The Zambian government’s decision to consult citizens on whether the country should leave or remain in the International Criminal Court (ICC) has sparked debate in the southern African nation.
In February, President Edgar Lungu, upon his return from the 29th African Union (AU) Summit in Ethiopia, said the government will consult citizens on whether the country should remain or leave the international court. This followed a resolution adopted by African leaders at the summit where they called for a collective withdrawal from the ICC, although the decision is non-binding after accusing the court of only targeting African leaders. Last month, Minister of Justice Given Lubinda announced that the government was to hold public hearings on the matter in 30 districts in all 10 provinces. The sittings, which started on March 27, will end on May 31 while a national symposium will be held on April 11 and 12 to come up with a final document to be presented to the AU Summit in June.
However, some stakeholders, including opposition figures have reacted differently to the decision to hold the hearings and accused the government of having a stance on the matter, calling on the government to halt the meetings.They believe that it was not necessary for the government to hold the public hearings as it is a sheer waste of resources which could have been channeled to other developmental areas. “It is prudent for citizens to shun the consultations which have already gobbled up huge chunks of public money. Citizens are urged to stay away from those consultations as something stinking and dangerous is in the air,” said Nason Msoni, an opposition leader from the All People’s Congress (APC) party.
The opposition leader said it does not make sense to waste money on an exercise whose outcome has already been decided. His views have been supported by the Non-Governmental Organizations Coordinating Council (NGOCC), an umbrella body of women organizations in the country. “Given the over-stretched treasury, it is irresponsible for the government to spend on a non-issue. On behalf of the women movement, we believe there are more pressing issues such as completing the education and health infrastructure that the government should focus on other than chasing the wind on issues to do with the ICC,” the organization said.
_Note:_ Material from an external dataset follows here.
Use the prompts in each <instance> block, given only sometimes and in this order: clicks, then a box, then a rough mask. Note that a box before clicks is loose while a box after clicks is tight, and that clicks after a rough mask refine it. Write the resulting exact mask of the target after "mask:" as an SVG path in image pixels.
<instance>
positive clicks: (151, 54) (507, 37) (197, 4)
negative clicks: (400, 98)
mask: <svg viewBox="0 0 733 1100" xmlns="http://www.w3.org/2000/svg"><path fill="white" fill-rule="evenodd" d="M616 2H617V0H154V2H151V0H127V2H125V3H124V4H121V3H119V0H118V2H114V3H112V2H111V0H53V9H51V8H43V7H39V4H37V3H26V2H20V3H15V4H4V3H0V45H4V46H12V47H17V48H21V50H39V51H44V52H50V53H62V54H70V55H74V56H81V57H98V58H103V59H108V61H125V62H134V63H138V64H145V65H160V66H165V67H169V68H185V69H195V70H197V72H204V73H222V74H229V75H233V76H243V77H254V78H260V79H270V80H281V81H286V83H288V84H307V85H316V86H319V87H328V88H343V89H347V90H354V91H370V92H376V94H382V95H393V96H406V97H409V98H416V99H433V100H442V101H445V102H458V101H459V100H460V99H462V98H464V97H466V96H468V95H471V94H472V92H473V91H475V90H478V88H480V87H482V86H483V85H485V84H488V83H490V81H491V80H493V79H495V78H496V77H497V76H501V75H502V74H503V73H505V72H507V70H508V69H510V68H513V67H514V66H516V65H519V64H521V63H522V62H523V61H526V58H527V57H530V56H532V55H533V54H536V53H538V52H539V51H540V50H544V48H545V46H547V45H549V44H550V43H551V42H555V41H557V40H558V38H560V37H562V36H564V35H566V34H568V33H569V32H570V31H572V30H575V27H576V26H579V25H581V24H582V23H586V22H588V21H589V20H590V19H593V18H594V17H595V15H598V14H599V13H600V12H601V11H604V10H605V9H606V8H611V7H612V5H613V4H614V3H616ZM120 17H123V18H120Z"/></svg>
Hakainde Hichilema, the country’s leading opposition leader, has since threatened to take legal action if Zambia follows through with government’s alleged plans to withdraw from the ICC. He told reporters during a press briefing at his residence on Monday that his party will not allow the Zambian leader to withdraw the country from the ICC, adding that he has already made consultations with the international community on the matter.
The government, on the other hand has expressed shock that some stakeholders in the country want to curtail the process of citizens participating in the process on the country’s future position on the ICC. The justice minister said the government decided to consult citizens in keeping with the tenets of democracy and dismissed reports that it has already taken a position on the matter. The government has since stated that it will not halt the proceedings, adding that, like other African countries, the country was required to submit a report to the AU during the June summit. The government has since expressed happiness over the interest shown by citizens in the public hearings held so far, saying the exercise has received overwhelming response.
The government has since been backed by the Foundation for Democratic Process (FODEP) over its decision to consult citizens on the matter. The organization said citizens needed to be consulted on matters of public concern as democracy demands the involvement of people in governance and national affairs. The Zambian Voice, a local civic organization has also supported the government’s decision to consult citizens on the ICC membership, according to its executive director Chilufya Tayali. The ICC was formally established in 2002 after the adoption of the Rome Statute of the Court in 1998. As of December 3, 2016, a total of 124 countries had ratified or acceded to the Rome Statute. Zambia signed the Rome Statute on February 17, 1998 and ratified it on November 13, 2002.